Pourtant, parmi les regards curieux qui le détaillaient, lui et ses collègues, il ne tarda pas à en sentir un en particulier. Une jeune femme. Blonde, presque blanche, la peau très pâle et le regard clair. Elle le détaillait comme on détaille un personnage de roman. Aucune émotion particulière, aucune raison pour s'attarder sur lui, et pourtant... quelque chose en lui semblait retenir son attention. Mais elle ne savait pas quoi et ne cherchait pas particulièrement à savoir, ce qui le frustra légèrement.
Il savait que le fait de vivre en faisant constamment attention à ne pas se faire identifier en tant qu'En-pathi lui avait donné une image plus renfermée, faible et réservée. La plupart du temps, il vivait avec. Parfois, ça l'énervait au plus haut point. Comme là. Sans savoir pourquoi, il aurait aimé donner une autre image de lui.

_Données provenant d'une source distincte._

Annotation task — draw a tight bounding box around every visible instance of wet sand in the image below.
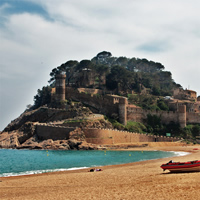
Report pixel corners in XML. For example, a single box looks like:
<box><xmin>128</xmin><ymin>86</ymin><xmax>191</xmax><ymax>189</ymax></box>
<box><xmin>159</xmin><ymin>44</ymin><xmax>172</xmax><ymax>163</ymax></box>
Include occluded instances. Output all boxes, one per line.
<box><xmin>0</xmin><ymin>146</ymin><xmax>200</xmax><ymax>200</ymax></box>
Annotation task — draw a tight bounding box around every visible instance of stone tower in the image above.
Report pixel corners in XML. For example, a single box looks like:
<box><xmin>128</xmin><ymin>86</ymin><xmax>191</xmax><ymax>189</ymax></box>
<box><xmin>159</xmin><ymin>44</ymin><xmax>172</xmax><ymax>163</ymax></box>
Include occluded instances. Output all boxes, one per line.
<box><xmin>178</xmin><ymin>105</ymin><xmax>186</xmax><ymax>128</ymax></box>
<box><xmin>56</xmin><ymin>74</ymin><xmax>66</xmax><ymax>101</ymax></box>
<box><xmin>119</xmin><ymin>97</ymin><xmax>128</xmax><ymax>125</ymax></box>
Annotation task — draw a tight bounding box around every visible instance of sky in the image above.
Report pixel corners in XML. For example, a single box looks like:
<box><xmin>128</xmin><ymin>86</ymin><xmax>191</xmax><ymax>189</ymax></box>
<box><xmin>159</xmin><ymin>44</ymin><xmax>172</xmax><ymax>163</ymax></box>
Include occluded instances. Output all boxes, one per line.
<box><xmin>0</xmin><ymin>0</ymin><xmax>200</xmax><ymax>130</ymax></box>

Il prit sur lui une nouvelle fois et continua son travail, sous le regard de la jeune femme. Elle devait avoir son âge, à peu de choses près... chose assez incroyable, elle sembla remarquer son agacement et sa frustration, au moment même où il commença à ressentir cette lassitude.
Elle était dans une voiture et fut l'une des premières à entrer dans la cale. Il ne put s'empêcher de la regarder passer, les yeux brûlants.
"Un officier...
Il a l'air trop maigre pour son uniforme, il semble moins à sa place que les autres.
Il se détache des autres officiers. Il n'est pas vraiment beau, il ne possède pas le charme militaire. Pourtant, il a l'air à l'aise dans son uniforme. De là-haut, on voit qu'il exerce son métier avec une habileté déconcertante..."
Ce furent les derniers mots que Lena inscrivit dans son journal. Et les premiers qui le concernaient.
Plus tard, elle allait brûler ce carnet et ce qu'il contenait. Les dernières traces de son lien avec Vincenzo. Il le lui ferait promettre. En ce jour funeste qui les séparerait, dans ce futur quatre ans plus tard, lorsqu'au cours d'une de ses missions, sa nature d'En-pathi serait découverte, et qu'il ne devrait un ultime retour, l'occasion d'un dernier adieu, qu'à son ancien camarade Dio. Juste avant de mourir, il pourrait, grâce à lui, embrasser une dernière fois l'amour de sa vie, se remémorer une ultime fois leur rencontre si singulière, dans un moment douloureusement tendre. Il pourrait lui dire adieu. Beaucoup comme lui n'auraient pas cette chance. La chance de dire adieu avant de mourir.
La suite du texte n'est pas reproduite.